И тогда я подумал, что я тебя никогда не касался, и что я тебя никогда не видел, и что тебя никогда не было, потому что сон, это как сон. И тогда Айстэ невесело усмехнулась. „Ты шутишь“, – сказала она. И Максим был перед ней, и она сидела, качая коляску, в которую перекладывала на ночь дочь, чтобы качать, качать, качать, чтобы не плакать, не плакать, не плакать и чтобы видеть другие сны, чистые сны про муравьев и птиц, и про смешного Незнайку, который знает всё, всё, всё, и про шары, зеленые, оранжевые и голубые, и про глаза зверей, которые по ночам не спят, и видят, как они растят под землей ходы и образовывают огромные залы, в которых можно жить, потому что раньше все звери жили под землей, потому что земля – это мать, мать – земля, в которую ложишься, когда умираешь, а небо – отец. И Айстэ смотрела, как спит девочка, как она разметалась во сне, как она чмокает и как она движется над, чтобы однажды, оглядываясь назад, когда ещё ничего не было, когда было лишь начало, смеющееся пространство, исполненное рыб, цветов и солнца, и когда ещё не было этого мальчика с травинкой, что так странно на тебя посмотрел, словно что-то такое в тебе увидел, словно потянул на себя светящуюся нить, и затягивая, и затягивая, когда уже исчез навсегда. И, глядя на девочку, Айстэ снова вспомнила о Максиме, как они лежали на его диване, как было хорошо, и как она запрокинула голову, и ветви дерева за окном были как корни и уходили в небо, и как она закрыла глаза: „Так… так… да… да… ещё… мой хороший“. И в той комнате был ангел, вырезанный из тонкой серебристой фольги, и ангел парил на невидимой нити, завязанной узелком под самый потолок, и в той комнате не было люстры и она освещалась лишь четырьмя настольными лампами, которые стояли где придется – на полу и на полке, на столе и на другом столе, за которым иногда читал книгу Максим, когда жил один, без женщин. И как потом ты засмеялась и как сказала: „Счастье моё“. И как я сказал: „И мое“. И как ты сказала: „Мы будем жить одни“. И как я сказал: „Наверное“. И как ты сказала: „У нас будет девочка“. И как я улыбнулся: „А почему не мальчик?“

Прижимаясь к тебе, ощущая твое тепло, это сонное женское твоё, Айстэ, тепло… Кто-то нежно тычется как теленок, чтобы потом бороться как бык, за яркий свет как бык, за яркий свет звезды, за её ясный и чистый свет, как потом я лежу в полутьме поверх свечения четырех ламп, возвращаясь постепенно к этому миру, прислушиваясь к себе, когда исчезает граница тел и далекая звезда – это тоже я, когда вслушиваешься в молчание тел, когда тебе говорит звезда. Как ты поешь про старые времена, когда все было так легко. „Знаешь, иногда я так счастлива…“

Немец, который войдет незаметно, как мерзко он тебе, Айстэ, улыбнется, и как он скажет: „Пора“.

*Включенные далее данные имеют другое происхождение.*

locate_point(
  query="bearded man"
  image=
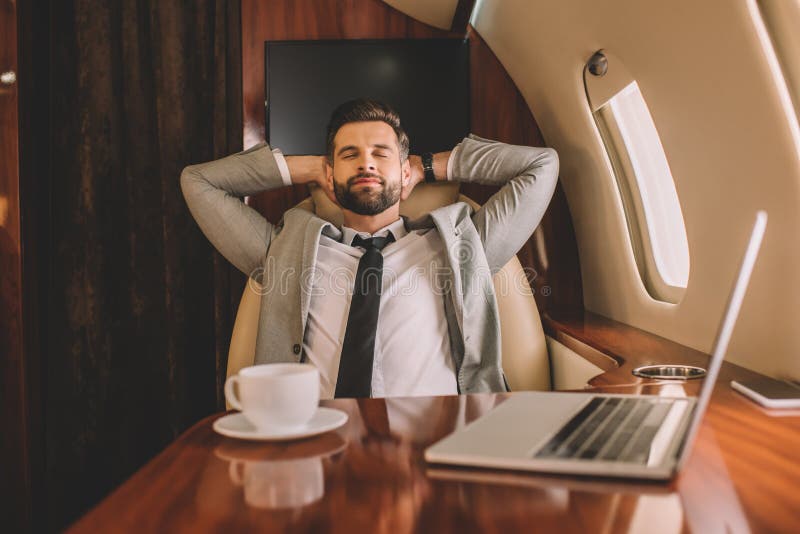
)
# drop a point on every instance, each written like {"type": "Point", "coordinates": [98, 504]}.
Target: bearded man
{"type": "Point", "coordinates": [384, 305]}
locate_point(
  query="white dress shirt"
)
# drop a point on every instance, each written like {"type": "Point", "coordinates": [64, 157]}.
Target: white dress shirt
{"type": "Point", "coordinates": [412, 344]}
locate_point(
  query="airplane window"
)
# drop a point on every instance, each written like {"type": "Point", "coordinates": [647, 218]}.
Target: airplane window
{"type": "Point", "coordinates": [651, 202]}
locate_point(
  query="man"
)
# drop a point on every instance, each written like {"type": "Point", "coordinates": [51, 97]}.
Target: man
{"type": "Point", "coordinates": [438, 334]}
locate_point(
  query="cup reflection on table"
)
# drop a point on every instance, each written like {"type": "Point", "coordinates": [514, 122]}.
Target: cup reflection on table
{"type": "Point", "coordinates": [273, 478]}
{"type": "Point", "coordinates": [279, 483]}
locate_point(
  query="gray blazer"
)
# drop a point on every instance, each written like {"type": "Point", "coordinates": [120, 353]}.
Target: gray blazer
{"type": "Point", "coordinates": [282, 257]}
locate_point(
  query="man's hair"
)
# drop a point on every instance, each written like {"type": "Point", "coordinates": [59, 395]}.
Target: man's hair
{"type": "Point", "coordinates": [364, 110]}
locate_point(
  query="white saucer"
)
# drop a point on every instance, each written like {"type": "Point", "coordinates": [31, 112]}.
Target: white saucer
{"type": "Point", "coordinates": [236, 425]}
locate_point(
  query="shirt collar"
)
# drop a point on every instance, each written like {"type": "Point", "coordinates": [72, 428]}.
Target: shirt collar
{"type": "Point", "coordinates": [397, 229]}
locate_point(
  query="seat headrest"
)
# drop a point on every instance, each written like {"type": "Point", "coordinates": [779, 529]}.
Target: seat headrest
{"type": "Point", "coordinates": [423, 199]}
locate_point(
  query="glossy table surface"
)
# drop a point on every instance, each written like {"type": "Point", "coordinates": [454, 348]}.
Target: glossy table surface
{"type": "Point", "coordinates": [369, 476]}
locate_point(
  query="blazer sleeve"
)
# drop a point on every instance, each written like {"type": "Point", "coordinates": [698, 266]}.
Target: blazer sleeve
{"type": "Point", "coordinates": [214, 191]}
{"type": "Point", "coordinates": [528, 177]}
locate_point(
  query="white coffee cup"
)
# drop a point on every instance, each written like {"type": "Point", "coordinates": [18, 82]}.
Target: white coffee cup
{"type": "Point", "coordinates": [275, 395]}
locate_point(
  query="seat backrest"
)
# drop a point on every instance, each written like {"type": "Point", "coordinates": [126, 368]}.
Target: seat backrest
{"type": "Point", "coordinates": [524, 349]}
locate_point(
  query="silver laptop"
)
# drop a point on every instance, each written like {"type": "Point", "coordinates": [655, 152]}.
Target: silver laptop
{"type": "Point", "coordinates": [639, 436]}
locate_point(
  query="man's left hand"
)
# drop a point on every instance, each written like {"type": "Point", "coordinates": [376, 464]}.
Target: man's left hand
{"type": "Point", "coordinates": [417, 176]}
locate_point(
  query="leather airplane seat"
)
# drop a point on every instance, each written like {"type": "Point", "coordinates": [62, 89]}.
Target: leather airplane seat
{"type": "Point", "coordinates": [524, 349]}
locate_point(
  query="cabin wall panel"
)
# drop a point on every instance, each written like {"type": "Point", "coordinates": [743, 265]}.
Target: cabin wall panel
{"type": "Point", "coordinates": [707, 82]}
{"type": "Point", "coordinates": [498, 111]}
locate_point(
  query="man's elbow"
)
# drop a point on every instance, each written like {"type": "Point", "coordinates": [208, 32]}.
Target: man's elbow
{"type": "Point", "coordinates": [550, 163]}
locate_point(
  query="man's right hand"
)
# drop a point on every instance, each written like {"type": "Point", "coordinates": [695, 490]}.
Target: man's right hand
{"type": "Point", "coordinates": [307, 169]}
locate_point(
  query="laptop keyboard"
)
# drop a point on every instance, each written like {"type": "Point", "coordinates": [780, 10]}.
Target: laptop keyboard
{"type": "Point", "coordinates": [609, 429]}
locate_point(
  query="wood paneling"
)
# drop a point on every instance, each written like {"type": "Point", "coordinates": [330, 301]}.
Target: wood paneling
{"type": "Point", "coordinates": [370, 476]}
{"type": "Point", "coordinates": [631, 347]}
{"type": "Point", "coordinates": [498, 111]}
{"type": "Point", "coordinates": [15, 485]}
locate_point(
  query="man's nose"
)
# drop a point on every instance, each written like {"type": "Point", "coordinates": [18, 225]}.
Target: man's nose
{"type": "Point", "coordinates": [367, 163]}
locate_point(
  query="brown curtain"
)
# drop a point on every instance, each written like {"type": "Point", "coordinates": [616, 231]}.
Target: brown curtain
{"type": "Point", "coordinates": [139, 305]}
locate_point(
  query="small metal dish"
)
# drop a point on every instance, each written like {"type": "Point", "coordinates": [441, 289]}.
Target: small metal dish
{"type": "Point", "coordinates": [670, 372]}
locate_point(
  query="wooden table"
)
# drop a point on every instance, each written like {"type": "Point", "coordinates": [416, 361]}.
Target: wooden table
{"type": "Point", "coordinates": [369, 476]}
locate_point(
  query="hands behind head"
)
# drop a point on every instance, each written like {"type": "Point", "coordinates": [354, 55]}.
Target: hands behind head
{"type": "Point", "coordinates": [417, 175]}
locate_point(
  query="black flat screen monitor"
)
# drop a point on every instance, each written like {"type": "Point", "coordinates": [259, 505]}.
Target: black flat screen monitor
{"type": "Point", "coordinates": [425, 80]}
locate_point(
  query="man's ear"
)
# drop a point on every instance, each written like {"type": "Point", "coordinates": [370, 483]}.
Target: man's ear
{"type": "Point", "coordinates": [329, 183]}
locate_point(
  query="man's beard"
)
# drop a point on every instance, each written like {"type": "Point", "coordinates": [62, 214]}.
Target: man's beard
{"type": "Point", "coordinates": [366, 202]}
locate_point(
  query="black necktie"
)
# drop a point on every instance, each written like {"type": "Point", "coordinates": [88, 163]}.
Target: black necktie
{"type": "Point", "coordinates": [358, 348]}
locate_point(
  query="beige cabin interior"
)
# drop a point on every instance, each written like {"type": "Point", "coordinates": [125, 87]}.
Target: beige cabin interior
{"type": "Point", "coordinates": [119, 322]}
{"type": "Point", "coordinates": [725, 107]}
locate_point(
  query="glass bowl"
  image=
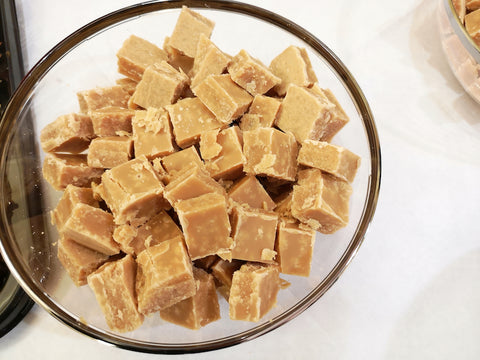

Мертвая принцесса никогда не родится, пока её не встретит жених, мертвая принцесса не раскроет рта, пока губы ее первого жениха её не коснутся. Были розы, и они не нужны. Как приходит осень, когда срезаны розы…

Помнишь, как я был в белой рубашке, как я „крутил колесо“ и обещал показать тебе сальто, смертельное сальто назад, сальто-мортале? Помнишь, тогда была странная жаркая весна, и вишня распускалась перед черемухой. „Апокалипсис“, – шептали в аллеях старушки. А мы ломали сирень, а мы купались ночью в озере (та, ночная невидимая вода и словно парящие блики светильников), а утром перебегали шоссе, легко рискуя жизнью, и в кафе на станции, забывая о риске, смеялись. В кафе твое лицо было так близко, так странно близко, что у тебя такое лицо, и я спрашивал себя: неужели это лицо девушки, которую я люблю? почему она такая? это так странно, губки бантиком, которые ты иногда поджимаешь, как девочка, карие глазки и ещё то, как ты трепещешь, когда говоришь, словно ты говоришь, вся говоришь… Как ты смешная, в одном халатике переходишь из комнаты в комнату и поешь „у-и-а“, твоя утренняя распевка, всего полчаса, чтобы не перетрудить связки, а потом за завтраком рассказываешь какую-нибудь ерунду, как тебя пытался изнасиловать школьный учитель или про свою соседку по даче, толстую-толстую, которая после родов сворачивала груди, засовывая их в лифчик, так она, бедняга, похудела. „У-у-ии-аа“… Как ты готовишь салаты и как я на тебя смотрю, скрипка, на которой ты играешь иногда быстро, иногда медленно, медленно-медленно, о, этот медовый тягучий звук, эта бесконечно длящаяся нота, в которой скрыты концерты, в которой текут века таких же мгновений, когда есть только ты и я, „что это?“ „я не знаю“ „играй ещё, ещё“, тех наслаждений, от того, что это длится и длится.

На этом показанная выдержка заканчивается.